Chào các bạn! Vì nhiều lý do từ nay Truyen2U chính thức đổi tên là Truyen247.Pro. Mong các bạn tiếp tục ủng hộ truy cập tên miền mới này nhé! Mãi yêu... ♥

(32) Demon In The Details

I ask Barnabas about lock-picking tools first, like any self-respecting delinquent. He doesn't answer immediately, but his foot shifts, then pauses.

"What kind of lock is it?" he asks.

"Dunno. Can't tell."

"Is it accessible?"

"Only if you have something that can reach around the door."

"I'm not that good." Barnabas returns to his former position and says nothing more. I'm still standing awkwardly in the middle of the floor, but I've never been good at comforting people, and this is no exception.

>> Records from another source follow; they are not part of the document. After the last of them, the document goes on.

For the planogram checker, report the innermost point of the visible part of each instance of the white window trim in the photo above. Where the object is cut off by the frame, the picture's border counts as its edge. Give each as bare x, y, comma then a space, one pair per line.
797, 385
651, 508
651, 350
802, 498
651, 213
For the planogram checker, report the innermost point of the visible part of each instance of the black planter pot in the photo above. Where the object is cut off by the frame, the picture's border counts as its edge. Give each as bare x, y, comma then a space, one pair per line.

"Mind if I join you?" I say at last, because I'm tired of standing, and I think people are generally more amenable to talking if you're not staring them down from the opposite side of a room like they might bite at any moment.

"Doesn't matter."

That's ambiguous, so I make the executive decision to take it as a yes, and come sit closer to Barnabas. He doesn't move.

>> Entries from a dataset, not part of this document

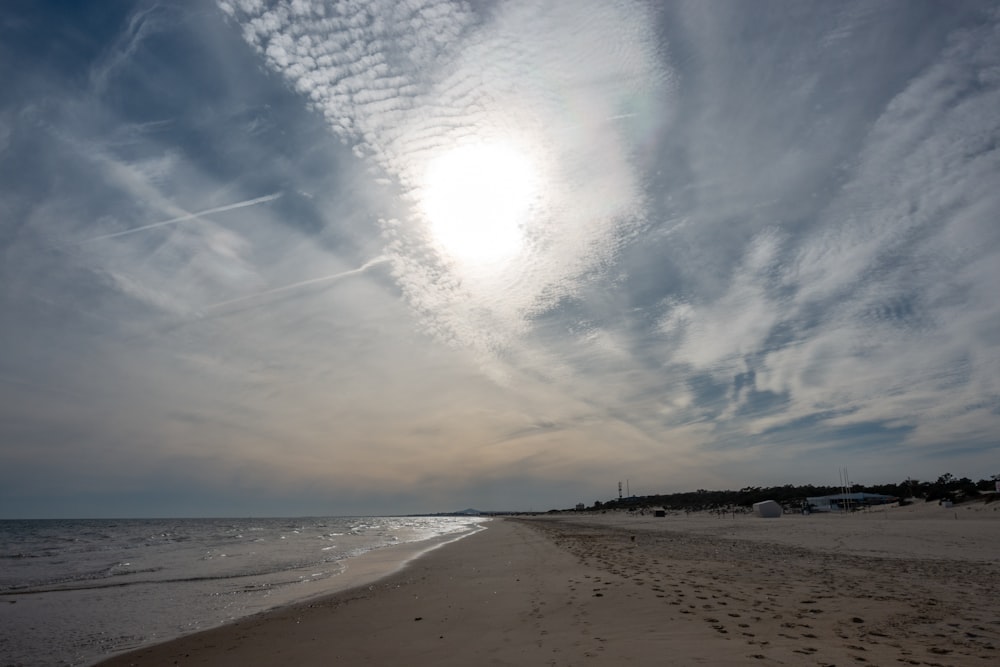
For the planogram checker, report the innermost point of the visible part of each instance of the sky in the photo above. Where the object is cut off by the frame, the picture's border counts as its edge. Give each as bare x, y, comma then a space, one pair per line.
332, 258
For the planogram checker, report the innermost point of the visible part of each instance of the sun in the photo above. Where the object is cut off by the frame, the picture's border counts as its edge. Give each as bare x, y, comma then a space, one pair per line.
476, 199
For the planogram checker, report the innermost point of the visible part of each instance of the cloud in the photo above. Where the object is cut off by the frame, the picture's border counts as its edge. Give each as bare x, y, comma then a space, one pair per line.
403, 82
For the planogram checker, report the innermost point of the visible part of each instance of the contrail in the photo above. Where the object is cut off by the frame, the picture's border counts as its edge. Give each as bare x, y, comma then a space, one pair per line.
312, 281
189, 216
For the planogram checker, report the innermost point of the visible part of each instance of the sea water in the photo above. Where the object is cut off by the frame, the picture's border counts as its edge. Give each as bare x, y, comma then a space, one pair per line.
75, 591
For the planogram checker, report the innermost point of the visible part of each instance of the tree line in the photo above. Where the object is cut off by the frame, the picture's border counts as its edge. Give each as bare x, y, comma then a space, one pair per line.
946, 487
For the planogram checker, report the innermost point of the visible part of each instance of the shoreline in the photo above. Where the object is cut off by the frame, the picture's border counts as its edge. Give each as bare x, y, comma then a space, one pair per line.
357, 572
602, 590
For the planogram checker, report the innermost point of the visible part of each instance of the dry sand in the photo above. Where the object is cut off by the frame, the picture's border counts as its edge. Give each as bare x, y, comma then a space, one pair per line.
912, 586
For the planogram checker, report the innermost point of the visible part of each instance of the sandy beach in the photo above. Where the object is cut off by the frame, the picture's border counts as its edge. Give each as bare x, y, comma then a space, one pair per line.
917, 585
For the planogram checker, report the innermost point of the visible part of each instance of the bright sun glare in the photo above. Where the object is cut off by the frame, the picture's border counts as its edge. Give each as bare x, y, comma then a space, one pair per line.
476, 198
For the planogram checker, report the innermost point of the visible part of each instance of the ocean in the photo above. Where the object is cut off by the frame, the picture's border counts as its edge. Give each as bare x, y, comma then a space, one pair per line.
73, 592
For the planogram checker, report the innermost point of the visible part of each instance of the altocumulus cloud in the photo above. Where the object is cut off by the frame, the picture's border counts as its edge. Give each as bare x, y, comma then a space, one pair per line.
257, 256
403, 83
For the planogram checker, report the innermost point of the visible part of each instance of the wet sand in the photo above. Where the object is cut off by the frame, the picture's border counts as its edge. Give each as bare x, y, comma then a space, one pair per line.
909, 586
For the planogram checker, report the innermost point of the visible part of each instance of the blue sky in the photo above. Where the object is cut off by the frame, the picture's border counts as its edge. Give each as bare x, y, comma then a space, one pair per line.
337, 258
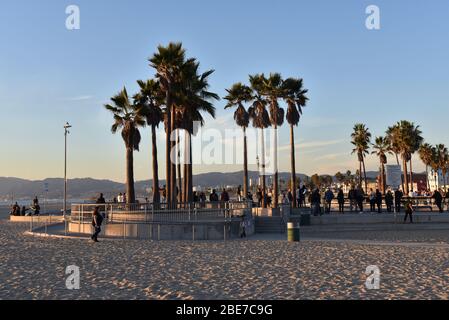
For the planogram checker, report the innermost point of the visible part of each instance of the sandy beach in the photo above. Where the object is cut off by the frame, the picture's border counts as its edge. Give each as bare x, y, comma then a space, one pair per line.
34, 268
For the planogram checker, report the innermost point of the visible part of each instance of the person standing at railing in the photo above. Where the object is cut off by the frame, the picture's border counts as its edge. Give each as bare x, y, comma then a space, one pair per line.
97, 220
328, 197
352, 199
389, 201
397, 200
341, 201
379, 201
438, 200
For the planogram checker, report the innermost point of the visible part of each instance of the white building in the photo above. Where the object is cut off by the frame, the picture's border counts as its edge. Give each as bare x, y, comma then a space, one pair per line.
438, 182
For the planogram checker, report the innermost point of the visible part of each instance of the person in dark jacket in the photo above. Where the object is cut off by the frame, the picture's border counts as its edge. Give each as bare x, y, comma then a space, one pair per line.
408, 212
397, 200
360, 197
438, 200
379, 201
341, 201
352, 199
389, 201
97, 220
315, 200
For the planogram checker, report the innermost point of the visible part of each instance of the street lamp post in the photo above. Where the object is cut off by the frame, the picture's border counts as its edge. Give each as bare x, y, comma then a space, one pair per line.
66, 132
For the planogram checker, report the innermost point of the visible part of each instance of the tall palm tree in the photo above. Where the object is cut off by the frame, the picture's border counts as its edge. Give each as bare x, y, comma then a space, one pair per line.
425, 154
442, 161
415, 143
406, 137
150, 99
295, 97
237, 95
194, 99
128, 117
361, 138
261, 120
272, 89
381, 149
167, 61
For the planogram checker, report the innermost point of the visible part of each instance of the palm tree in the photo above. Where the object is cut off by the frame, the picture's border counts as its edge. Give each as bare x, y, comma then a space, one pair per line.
150, 100
127, 117
381, 149
442, 161
272, 89
237, 95
260, 119
361, 138
295, 97
407, 138
167, 61
194, 99
425, 153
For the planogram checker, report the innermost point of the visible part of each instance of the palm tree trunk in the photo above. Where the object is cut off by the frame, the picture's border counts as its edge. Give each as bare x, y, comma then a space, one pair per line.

"Can I ask a question?" I say.

There's a shuffle of fabric on stone. I'm pretty sure he just shrugged, but it's impossible to tell.

"For whatever accusations of witchcraft might be flying around," I say, "may it be known that while I would love to have a black-cat form, I can't see in the dark."

That gets me a quiet huff; I made him laugh.

"Oh good, you are sane," I say.

"I've been told otherwise."

That makes two of us. "Well, you're better than some of the other ones I've talked to. Let me tell you, I'd have thrown myself into the nearest frog pond if I had to spend more than half an hour in most of their presences. I've always liked frogs better."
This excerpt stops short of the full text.